A novel electrohydrodynamic jet (E-Jet) 3D nanoprinting technique has been applied by a joint team from Ningbo University and the University of Hong Kong to fabricate true nanoscale piezoceramic structures with an ultra-high resolution of ~40 nm and an aspect ratio of ~400, surpassing the limitations of conventional printing methods. The printed PZT nanostructures exhibit excellent crystallinity, large elastic strain (~13%), and high piezoelectric performance (d₃₁ ≈ 236.5 × 10⁻¹² C·N⁻¹).

The work, reported in International Journal of Extreme Manufacturing (IJEM, IF: 21.3), enables the development of ultra-sensitive piezoelectric sensors, including a bioinspired PZT air-flow sensor capable of detecting airflow as low as 0.02 m·s⁻¹. This breakthrough opens new possibilities for next-generation high-performance sensors, actuators, and self-powered electronic devices.

Traditional methods for fabricating piezoelectric nanostructures struggle to achieve true nanoscale resolution, limiting their potential in high-performance sensors and actuators.

"We wanted to break this barrier," said Kai Li, corresponding author and researcher at Ningbo University. "Current 3D printing techniques can't produce PZT structures at the nanoscale without defects. Our goal was to develop a precise and scalable method that enables high-resolution printing while preserving the excellent piezoelectric properties of PZT. With our approach, we can now fabricate ultra-sensitive piezoelectric devices that were previously hard to achieve."

Piezoelectric materials like lead zirconate titanate (PZT) have been widely used in sensors and actuators for decades, but manufacturing them at the nanoscale has remained a major challenge. Traditional fabrication methods, such as thin-film deposition and lithography, often require complex, multi-step processes and struggle to create high-resolution, defect-free structures.

With the growing demand for high-performance, miniaturized electronics—especially in areas like wearable sensors, micro-electromechanical systems (MEMS), and the Internet of Things (IoT)—there is an urgent need for more precise and scalable manufacturing techniques. Existing 3D printing methods can produce microscale PZT structures but fail to achieve true nanoscale precision, limiting their application in next-generation devices.

The research team developed a novel electrohydrodynamic jet (E-Jet) 3D nanoprinting technique to fabricate nanoscale PZT structures with ultra-high resolution. By applying a carefully controlled electric field and thermal energy, they created fine PZT jets that solidify into precise, high-aspect-ratio nanostructures, overcoming the limitations of traditional printing methods. This approach enables the direct printing of complex 3D architectures with minimal defects and excellent piezoelectric properties.

Over several years, the team systematically optimized their printing process, testing different parameters to ensure structural integrity and performance. They analyzed the printed PZT nanostructures using advanced imaging techniques, measured their mechanical properties with nanoindentation, and evaluated their piezoelectric performance under controlled bending and stretching conditions. To demonstrate real-world applications, they printed a bioinspired PZT air-flow sensor and tested its sensitivity in detecting ultra-low airflows, achieving excellent results.

"Our 3D nanoprinting technique opens up exciting possibilities for next-generation piezoelectric devices," said Kai Li, corresponding author of the study. "With the ability to fabricate true nanoscale PZT structures, we can develop ultra-sensitive sensors, self-powered wearable electronics, and advanced medical implants. This breakthrough brings us one step closer to high-performance, miniaturized electronics with unprecedented precision."

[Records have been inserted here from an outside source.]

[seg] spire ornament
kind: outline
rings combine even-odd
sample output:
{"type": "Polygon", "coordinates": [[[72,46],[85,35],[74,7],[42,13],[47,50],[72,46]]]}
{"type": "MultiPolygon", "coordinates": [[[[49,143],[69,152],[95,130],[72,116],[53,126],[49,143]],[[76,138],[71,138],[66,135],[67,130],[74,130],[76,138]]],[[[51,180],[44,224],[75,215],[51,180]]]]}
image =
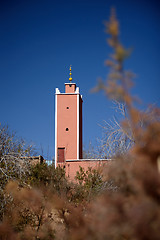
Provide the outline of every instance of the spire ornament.
{"type": "Polygon", "coordinates": [[[69,71],[70,71],[70,73],[69,73],[69,81],[70,81],[70,83],[72,82],[72,67],[71,67],[71,65],[70,65],[70,68],[69,68],[69,71]]]}

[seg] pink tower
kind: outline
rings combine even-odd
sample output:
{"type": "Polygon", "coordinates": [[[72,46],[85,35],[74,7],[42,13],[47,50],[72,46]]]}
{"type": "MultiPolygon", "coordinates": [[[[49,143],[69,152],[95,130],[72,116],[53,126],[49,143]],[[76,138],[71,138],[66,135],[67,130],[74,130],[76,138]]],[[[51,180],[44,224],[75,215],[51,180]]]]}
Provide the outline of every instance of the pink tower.
{"type": "Polygon", "coordinates": [[[65,93],[55,92],[55,167],[66,160],[82,159],[82,96],[79,87],[69,83],[65,93]]]}

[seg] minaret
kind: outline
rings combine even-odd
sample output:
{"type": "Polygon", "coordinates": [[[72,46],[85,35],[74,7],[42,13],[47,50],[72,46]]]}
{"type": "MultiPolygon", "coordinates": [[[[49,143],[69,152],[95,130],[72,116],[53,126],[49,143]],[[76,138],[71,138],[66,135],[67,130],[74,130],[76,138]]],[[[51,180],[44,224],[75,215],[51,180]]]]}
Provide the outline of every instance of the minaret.
{"type": "Polygon", "coordinates": [[[72,83],[70,66],[69,83],[65,93],[55,92],[55,166],[66,160],[82,159],[82,96],[79,87],[72,83]]]}

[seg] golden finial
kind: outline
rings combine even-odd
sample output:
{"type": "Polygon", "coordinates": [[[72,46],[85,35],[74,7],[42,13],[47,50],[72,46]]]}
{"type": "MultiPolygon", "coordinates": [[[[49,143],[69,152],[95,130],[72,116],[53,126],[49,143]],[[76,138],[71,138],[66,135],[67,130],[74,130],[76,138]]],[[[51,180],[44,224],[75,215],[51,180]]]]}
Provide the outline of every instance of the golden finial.
{"type": "Polygon", "coordinates": [[[71,68],[71,65],[70,65],[69,71],[70,71],[70,73],[69,73],[69,81],[71,83],[72,82],[72,73],[71,73],[72,68],[71,68]]]}

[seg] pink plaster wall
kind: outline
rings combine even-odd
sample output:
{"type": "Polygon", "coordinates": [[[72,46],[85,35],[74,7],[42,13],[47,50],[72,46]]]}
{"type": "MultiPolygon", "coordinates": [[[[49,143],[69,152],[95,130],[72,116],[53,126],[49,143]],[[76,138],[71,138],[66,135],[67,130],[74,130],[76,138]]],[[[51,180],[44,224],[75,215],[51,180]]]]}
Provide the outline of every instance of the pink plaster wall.
{"type": "Polygon", "coordinates": [[[65,147],[65,159],[77,159],[77,95],[57,95],[57,148],[65,147]],[[67,109],[69,107],[69,109],[67,109]],[[69,131],[66,131],[66,128],[69,131]]]}
{"type": "Polygon", "coordinates": [[[76,84],[75,83],[66,83],[65,84],[65,93],[75,93],[76,84]]]}

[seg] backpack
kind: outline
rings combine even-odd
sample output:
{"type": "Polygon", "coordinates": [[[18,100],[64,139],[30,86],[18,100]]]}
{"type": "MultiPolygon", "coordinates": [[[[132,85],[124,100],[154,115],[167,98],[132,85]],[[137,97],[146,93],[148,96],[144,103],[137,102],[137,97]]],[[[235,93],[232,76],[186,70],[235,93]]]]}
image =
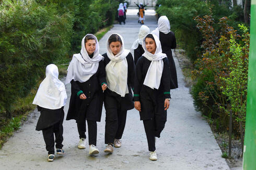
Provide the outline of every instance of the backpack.
{"type": "Polygon", "coordinates": [[[123,12],[123,10],[122,9],[119,9],[118,11],[118,16],[123,16],[124,15],[124,14],[123,12]]]}

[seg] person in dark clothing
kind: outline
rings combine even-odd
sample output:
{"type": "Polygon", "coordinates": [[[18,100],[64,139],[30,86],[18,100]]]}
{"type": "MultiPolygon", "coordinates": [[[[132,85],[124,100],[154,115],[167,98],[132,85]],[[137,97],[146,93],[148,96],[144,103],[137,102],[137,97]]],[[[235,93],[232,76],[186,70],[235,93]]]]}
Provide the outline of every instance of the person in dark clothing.
{"type": "Polygon", "coordinates": [[[113,152],[113,145],[121,146],[127,111],[134,108],[133,87],[135,65],[130,51],[124,49],[123,38],[113,34],[107,42],[107,53],[102,55],[108,88],[104,93],[106,109],[105,152],[113,152]]]}
{"type": "Polygon", "coordinates": [[[118,9],[118,21],[120,25],[122,24],[122,22],[123,22],[124,25],[125,24],[125,11],[124,10],[124,8],[123,6],[122,3],[119,4],[119,7],[118,9]]]}
{"type": "Polygon", "coordinates": [[[54,64],[47,66],[45,79],[41,83],[33,104],[37,105],[40,116],[37,122],[36,130],[42,130],[43,139],[48,151],[48,161],[53,161],[54,155],[54,136],[57,154],[64,154],[63,145],[64,106],[67,94],[65,85],[58,79],[58,68],[54,64]]]}
{"type": "Polygon", "coordinates": [[[168,60],[162,53],[157,36],[149,34],[144,38],[145,53],[136,64],[134,107],[139,111],[147,136],[149,159],[157,160],[156,137],[160,135],[167,121],[170,95],[170,71],[168,60]]]}
{"type": "Polygon", "coordinates": [[[137,61],[138,58],[142,56],[142,55],[144,53],[144,50],[142,48],[142,41],[143,38],[147,34],[150,33],[150,30],[148,27],[146,25],[142,25],[139,29],[139,31],[138,34],[138,38],[133,43],[132,49],[134,50],[134,63],[137,63],[137,61]]]}
{"type": "Polygon", "coordinates": [[[99,43],[92,34],[82,40],[80,54],[73,55],[67,69],[65,84],[71,83],[71,96],[66,120],[76,121],[80,140],[78,147],[85,149],[86,121],[89,136],[89,154],[99,153],[96,148],[97,122],[100,122],[103,91],[107,88],[106,71],[99,54],[99,43]]]}
{"type": "Polygon", "coordinates": [[[171,49],[176,48],[176,38],[174,33],[170,31],[170,22],[165,16],[161,16],[158,19],[158,26],[152,33],[159,38],[162,46],[162,53],[166,54],[169,59],[170,71],[170,88],[178,87],[177,74],[175,63],[172,57],[171,49]]]}

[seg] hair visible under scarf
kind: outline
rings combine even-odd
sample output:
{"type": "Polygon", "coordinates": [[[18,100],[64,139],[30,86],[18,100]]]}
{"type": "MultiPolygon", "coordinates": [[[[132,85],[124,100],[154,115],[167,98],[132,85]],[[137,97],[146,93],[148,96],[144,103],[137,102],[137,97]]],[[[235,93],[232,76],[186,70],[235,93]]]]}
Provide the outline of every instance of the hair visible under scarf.
{"type": "Polygon", "coordinates": [[[134,41],[131,48],[133,49],[135,49],[138,48],[139,44],[142,45],[144,37],[146,36],[146,35],[149,33],[150,31],[149,28],[147,26],[143,25],[141,27],[138,34],[138,38],[134,41]]]}
{"type": "Polygon", "coordinates": [[[123,38],[118,34],[110,35],[106,42],[106,47],[107,55],[110,59],[110,61],[106,67],[108,88],[121,97],[124,97],[126,94],[129,93],[127,84],[128,64],[126,57],[129,54],[130,50],[124,49],[123,38]],[[119,38],[122,46],[120,51],[114,55],[110,49],[109,42],[111,43],[119,41],[119,38]]]}
{"type": "Polygon", "coordinates": [[[155,34],[148,34],[144,37],[142,47],[145,50],[142,56],[151,61],[143,84],[152,89],[158,89],[164,69],[162,59],[167,57],[166,55],[162,53],[161,43],[158,37],[155,34]],[[146,48],[145,40],[147,37],[153,39],[156,43],[156,49],[154,54],[149,53],[146,48]]]}

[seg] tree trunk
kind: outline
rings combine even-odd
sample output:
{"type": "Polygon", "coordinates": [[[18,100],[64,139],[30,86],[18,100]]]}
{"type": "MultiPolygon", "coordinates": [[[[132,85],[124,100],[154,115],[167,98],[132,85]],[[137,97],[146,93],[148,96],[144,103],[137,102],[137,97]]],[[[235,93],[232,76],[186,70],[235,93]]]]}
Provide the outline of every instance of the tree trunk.
{"type": "Polygon", "coordinates": [[[246,24],[248,24],[248,14],[247,14],[248,3],[248,0],[245,0],[245,6],[243,6],[243,19],[245,19],[245,22],[246,24]]]}

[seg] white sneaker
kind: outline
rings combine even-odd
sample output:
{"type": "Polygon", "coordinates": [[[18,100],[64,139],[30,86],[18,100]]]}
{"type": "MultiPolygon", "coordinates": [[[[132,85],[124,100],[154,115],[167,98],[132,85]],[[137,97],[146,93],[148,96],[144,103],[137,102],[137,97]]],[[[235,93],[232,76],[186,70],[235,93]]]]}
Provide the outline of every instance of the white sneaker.
{"type": "Polygon", "coordinates": [[[85,149],[85,138],[81,138],[79,141],[78,146],[79,149],[85,149]]]}
{"type": "Polygon", "coordinates": [[[94,145],[90,145],[89,149],[89,154],[95,154],[99,153],[99,150],[96,148],[96,147],[94,145]]]}
{"type": "Polygon", "coordinates": [[[157,160],[157,156],[156,155],[156,151],[154,152],[151,152],[150,153],[150,156],[149,157],[149,159],[152,161],[156,161],[157,160]]]}
{"type": "Polygon", "coordinates": [[[115,148],[120,148],[122,146],[122,141],[120,139],[116,139],[114,140],[114,146],[115,148]]]}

The team plans to further refine their printing process to enhance scalability and explore new material combinations for even greater flexibility and performance. "We want to push the limits of what’s possible with 3D nanoprinting," Li added. "Our next steps include integrating these PZT nanostructures into multifunctional smart devices and improving their durability for real-world applications, from biomedical sensors to next-generation robotics."